Viverias em Lipótváros? As respostas dividem-se fundamentalmente em duas: nem pensar ou quem me dera. Apesar de opostas nos apetites, ambas as respostas assemelham-se na carência de racionalidade; ficam-se pelo imediato horizonte das emoções.
Não obstante os distintos intentos, são de certa maneira consensuais na condicional cretinice que lhes abre caminho: tivesse eu vinte e poucos anos, tivesse eu carradas de dinheiro. A primeira das suposições mostra que muito boa gente desconhece que a idade é como as estações do ano, à medida de um determinado propósito; nada há mais abjeto que alguém a comportar-se como se estivesse no pico do Estio a vida inteira ou todos os dias fossem feriado, de costas adolescentemente voltadas ao dever.
Dinheiro junto com juvenília também não chega; se bem que dinheiro ajuda, sobretudo quando é suficiente para fazer esquecer a sua própria presença. Sentado a uma janela do bairro judeu de Cork, recordo um par de irlandeses imberbes que conheci no ano de 2010, ambos nascidos e crescidos em Bray, desejosos de se mudar para o centro da cidade (Dublin), assim que o primeiro cheque caísse na conta. Troque-se Bray por Cascais e o centro de Dublin pelo Bairro Alto e creio ter o caso esclarecido; clarificado, dirão aqueles a quem o acordo ortográfico se selou com a diáspora. Seja no Èire, seja em Portugal ou até na Patagónia ou Buenos Aires, ao fim de alguns anos, a rapaziada vai acasalar, pagar uma hipoteca e retornar às origens; talvez no retângulo à beira do Atlântico o fenómeno se apresente ligeiramente diferente, a falta de emprego vote a malta a inúteis doutoramentos e outros triviais estudos, em detrimento de olear a funcionalidade do mundo.
O mundo do bairro V de Budapeste, por seu turno, encontra-se igualmente apartado da realidade. Em rigor, não consta do subestimado quotidiano. A Basílica, o Parlamento, as esplanadas e hotéis junto ao Danúbio apenas estão presentes para quem se encontra de passeio; ou para quem se pode dar ao luxo de encarnar, em todo o esplendor, o verbo passear, por exemplo as elites de outrora no paredão de Balatonfüred.

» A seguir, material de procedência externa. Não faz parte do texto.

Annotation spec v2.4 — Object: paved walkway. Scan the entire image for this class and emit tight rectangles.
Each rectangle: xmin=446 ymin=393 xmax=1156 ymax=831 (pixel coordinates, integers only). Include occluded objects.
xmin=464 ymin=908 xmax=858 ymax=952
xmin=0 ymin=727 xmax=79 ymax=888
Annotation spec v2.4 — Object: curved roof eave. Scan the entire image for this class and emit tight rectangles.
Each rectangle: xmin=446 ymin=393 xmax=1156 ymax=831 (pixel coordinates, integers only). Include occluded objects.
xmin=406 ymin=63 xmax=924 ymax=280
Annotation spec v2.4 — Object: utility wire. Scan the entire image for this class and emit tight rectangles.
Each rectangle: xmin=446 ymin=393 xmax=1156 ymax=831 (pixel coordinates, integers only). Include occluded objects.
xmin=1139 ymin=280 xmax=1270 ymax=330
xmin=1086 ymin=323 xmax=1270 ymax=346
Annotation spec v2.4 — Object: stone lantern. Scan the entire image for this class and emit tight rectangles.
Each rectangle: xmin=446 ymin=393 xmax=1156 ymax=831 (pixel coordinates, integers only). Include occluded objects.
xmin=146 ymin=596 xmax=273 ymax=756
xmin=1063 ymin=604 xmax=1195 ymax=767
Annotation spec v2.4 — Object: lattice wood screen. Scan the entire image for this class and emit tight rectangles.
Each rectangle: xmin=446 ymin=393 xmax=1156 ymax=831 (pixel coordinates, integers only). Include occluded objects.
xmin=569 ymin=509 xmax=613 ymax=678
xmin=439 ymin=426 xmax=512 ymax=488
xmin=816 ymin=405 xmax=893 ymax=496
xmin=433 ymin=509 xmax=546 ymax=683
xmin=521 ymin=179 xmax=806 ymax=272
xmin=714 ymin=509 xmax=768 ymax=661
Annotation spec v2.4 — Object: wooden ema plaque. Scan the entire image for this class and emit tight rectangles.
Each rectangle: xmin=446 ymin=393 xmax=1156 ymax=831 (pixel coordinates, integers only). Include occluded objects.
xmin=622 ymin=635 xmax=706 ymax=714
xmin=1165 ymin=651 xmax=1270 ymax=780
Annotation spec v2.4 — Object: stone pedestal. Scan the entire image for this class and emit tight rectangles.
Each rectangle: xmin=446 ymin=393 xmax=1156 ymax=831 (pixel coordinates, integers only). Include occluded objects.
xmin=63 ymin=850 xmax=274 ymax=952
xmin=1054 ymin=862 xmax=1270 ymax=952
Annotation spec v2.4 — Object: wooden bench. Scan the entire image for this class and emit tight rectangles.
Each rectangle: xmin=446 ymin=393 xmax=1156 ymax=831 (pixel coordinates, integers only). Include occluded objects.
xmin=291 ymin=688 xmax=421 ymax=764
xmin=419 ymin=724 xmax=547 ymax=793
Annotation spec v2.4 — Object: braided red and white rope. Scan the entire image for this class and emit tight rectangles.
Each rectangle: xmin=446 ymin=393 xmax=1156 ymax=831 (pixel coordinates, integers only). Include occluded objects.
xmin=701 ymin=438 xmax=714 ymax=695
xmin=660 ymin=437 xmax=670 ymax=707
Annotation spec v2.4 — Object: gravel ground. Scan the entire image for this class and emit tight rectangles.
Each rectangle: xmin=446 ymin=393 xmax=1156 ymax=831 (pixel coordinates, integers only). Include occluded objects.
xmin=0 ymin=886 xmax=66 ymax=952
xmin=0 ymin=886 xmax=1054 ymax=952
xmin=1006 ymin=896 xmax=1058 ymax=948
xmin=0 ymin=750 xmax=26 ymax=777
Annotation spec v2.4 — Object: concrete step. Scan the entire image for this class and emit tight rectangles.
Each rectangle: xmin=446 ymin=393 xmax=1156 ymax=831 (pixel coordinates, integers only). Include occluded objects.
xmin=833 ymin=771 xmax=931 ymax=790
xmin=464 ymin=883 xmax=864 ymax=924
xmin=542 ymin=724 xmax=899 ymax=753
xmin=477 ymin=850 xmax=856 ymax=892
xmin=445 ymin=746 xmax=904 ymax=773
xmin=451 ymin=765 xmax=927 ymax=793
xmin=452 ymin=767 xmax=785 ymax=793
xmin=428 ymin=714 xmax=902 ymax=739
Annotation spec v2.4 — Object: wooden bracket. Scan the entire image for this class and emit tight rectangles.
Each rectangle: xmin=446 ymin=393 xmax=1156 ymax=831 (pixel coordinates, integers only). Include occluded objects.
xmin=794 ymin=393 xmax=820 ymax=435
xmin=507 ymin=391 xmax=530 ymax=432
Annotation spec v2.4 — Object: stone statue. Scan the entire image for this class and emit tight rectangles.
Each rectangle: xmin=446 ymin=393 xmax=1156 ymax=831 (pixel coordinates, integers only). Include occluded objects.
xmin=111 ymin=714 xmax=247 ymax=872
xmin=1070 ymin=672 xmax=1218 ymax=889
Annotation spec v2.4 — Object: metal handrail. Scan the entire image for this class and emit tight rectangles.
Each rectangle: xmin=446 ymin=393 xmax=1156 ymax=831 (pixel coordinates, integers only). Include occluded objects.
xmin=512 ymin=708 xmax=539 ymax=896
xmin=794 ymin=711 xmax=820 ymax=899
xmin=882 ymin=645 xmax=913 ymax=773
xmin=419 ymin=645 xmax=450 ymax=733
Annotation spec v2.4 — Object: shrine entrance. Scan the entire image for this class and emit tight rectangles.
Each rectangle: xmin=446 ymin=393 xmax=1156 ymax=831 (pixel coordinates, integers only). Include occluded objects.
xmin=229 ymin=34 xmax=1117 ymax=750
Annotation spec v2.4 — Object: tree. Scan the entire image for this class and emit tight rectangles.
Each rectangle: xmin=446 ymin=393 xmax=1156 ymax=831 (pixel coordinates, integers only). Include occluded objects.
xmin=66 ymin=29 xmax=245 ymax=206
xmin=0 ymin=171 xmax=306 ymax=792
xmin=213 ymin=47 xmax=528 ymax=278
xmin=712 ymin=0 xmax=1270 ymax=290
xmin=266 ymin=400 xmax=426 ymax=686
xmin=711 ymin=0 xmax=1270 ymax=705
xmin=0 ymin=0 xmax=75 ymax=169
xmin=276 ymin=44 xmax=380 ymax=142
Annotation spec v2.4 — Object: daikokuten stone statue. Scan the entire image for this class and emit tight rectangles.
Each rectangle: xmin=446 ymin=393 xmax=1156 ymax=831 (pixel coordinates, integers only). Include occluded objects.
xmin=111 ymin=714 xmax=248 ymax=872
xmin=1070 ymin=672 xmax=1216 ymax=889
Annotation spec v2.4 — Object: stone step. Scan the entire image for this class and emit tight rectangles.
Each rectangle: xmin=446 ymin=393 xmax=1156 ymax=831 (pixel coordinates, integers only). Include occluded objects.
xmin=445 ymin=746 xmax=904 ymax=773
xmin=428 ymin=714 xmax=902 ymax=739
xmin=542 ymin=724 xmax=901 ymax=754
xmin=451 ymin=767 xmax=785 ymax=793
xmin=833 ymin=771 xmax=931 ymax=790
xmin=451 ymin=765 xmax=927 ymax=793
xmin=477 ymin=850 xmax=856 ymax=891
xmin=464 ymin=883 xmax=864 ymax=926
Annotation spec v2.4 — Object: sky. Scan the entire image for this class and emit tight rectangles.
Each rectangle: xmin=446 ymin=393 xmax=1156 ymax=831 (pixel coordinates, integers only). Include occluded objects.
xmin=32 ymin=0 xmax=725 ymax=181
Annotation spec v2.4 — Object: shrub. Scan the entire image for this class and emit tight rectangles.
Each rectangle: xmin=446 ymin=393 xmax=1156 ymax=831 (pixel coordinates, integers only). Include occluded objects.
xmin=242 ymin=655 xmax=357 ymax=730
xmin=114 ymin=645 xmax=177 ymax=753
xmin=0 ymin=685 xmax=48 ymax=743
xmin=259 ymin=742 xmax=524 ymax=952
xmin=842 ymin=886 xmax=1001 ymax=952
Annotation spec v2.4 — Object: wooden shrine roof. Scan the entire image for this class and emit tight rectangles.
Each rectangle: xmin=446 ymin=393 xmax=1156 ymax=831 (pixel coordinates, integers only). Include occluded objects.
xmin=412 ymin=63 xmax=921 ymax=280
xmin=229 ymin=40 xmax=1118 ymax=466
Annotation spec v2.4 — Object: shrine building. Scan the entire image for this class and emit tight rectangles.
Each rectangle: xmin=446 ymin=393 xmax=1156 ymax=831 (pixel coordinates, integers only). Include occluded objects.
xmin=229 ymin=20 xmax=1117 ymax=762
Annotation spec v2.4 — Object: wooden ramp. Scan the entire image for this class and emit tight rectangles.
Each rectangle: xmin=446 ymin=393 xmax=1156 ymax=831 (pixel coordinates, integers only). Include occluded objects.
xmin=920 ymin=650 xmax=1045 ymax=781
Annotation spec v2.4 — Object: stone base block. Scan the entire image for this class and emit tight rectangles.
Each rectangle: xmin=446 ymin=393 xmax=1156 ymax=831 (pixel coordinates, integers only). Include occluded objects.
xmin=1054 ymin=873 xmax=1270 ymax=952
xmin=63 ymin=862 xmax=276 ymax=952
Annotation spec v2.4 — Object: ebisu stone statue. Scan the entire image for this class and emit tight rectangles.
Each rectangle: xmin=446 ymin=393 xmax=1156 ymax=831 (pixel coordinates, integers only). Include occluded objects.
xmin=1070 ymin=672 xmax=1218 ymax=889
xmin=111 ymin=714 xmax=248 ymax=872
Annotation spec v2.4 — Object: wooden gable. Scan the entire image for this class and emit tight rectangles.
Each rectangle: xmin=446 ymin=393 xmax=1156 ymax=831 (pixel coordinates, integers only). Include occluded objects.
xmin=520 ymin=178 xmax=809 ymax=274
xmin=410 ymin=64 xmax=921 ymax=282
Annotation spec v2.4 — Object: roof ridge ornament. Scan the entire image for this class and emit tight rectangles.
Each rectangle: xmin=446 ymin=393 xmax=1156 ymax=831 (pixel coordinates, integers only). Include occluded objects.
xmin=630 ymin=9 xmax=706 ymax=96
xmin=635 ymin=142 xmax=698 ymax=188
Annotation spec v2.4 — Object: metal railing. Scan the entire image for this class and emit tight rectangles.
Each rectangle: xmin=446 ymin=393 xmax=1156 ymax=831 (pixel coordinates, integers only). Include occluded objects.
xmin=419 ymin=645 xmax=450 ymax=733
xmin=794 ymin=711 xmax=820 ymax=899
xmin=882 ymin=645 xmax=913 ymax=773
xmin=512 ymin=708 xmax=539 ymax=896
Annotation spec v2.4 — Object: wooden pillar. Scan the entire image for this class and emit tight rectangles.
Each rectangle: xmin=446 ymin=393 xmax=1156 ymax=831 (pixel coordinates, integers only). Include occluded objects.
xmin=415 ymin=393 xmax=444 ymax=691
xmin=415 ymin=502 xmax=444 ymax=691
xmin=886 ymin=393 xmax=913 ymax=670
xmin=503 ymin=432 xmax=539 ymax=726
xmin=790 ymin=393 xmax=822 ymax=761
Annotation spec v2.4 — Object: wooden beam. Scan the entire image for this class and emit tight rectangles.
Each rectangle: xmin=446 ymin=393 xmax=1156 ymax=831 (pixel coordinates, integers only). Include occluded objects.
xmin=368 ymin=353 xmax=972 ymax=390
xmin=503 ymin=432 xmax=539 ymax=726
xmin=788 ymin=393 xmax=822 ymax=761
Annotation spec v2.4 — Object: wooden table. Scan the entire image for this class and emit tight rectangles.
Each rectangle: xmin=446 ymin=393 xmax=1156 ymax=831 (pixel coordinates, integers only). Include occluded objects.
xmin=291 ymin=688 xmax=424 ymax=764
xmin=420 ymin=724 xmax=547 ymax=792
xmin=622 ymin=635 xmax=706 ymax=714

Os hotéis à beira do Danúbio recordam-me (enquanto me mantenho sentado à tal janela no antigo bairro judeu de Cork) duas histórias: um francês bebedolas numa feira de hotelaria em Paris, a chorar baba e ranho por o empregador lhe ter reservado um quarto em frente à Torre Eiffel e uma deslumbrante italiana que conheci num jantar de trabalho em Budapeste e que se encontrava hospedada no Marriot, perto da ponte Szechenyi e com vista para o castelo, citadella e afins.
Lipótváros é também o terreno predileto de gajas boas com mau feitio e gajas, que não sendo putas, procuram papel ou um patrocinador com pernas. No fundo, este irreal bairro (nota: irreal é diferente de inexistente) prova que, em paralelo, existem o minúsculo mundo dos ideólogos e o mundo (ou o mundo ponto, o mundo sem merdas), sendo o segundo, como comprovam os censos, maior do que o supõem certas e insuspeitas sondagens.
Lugares como a rua Váci e a praça Vörösmarty, a bem ver, pertencem ao domínio feérico. Servem de nutriente às multidões de turistas, oferecendo-lhes o transcendente a que a modernidade ordenou extinção, matando-lhes a fome de além de que padecem os que sobrevivem o dia a dia em sítios rente à terra e reconciliando-os com o divino de que a tirania tecnológica divorciou.
Pela minha parte, enquanto residente, pouco vivi de Lipótváros. Ao menos, para consolo da consciência, não perdi a oportunidade (de ouro, como se querem as verdadeiras oportunidades) de ir a uma discoteca por volta das nove da noite, em plena pandemia, quando as ditas fechavam as portas antes da meia-noite, tudo para o benzinho da sacra-saúde pública. Conto voltar ao bairro V com mais dinheiro e menos juventude. Fica a promessa, jurada a pés juntos, ainda sentado aquela janela da antiga judiaria de Cork.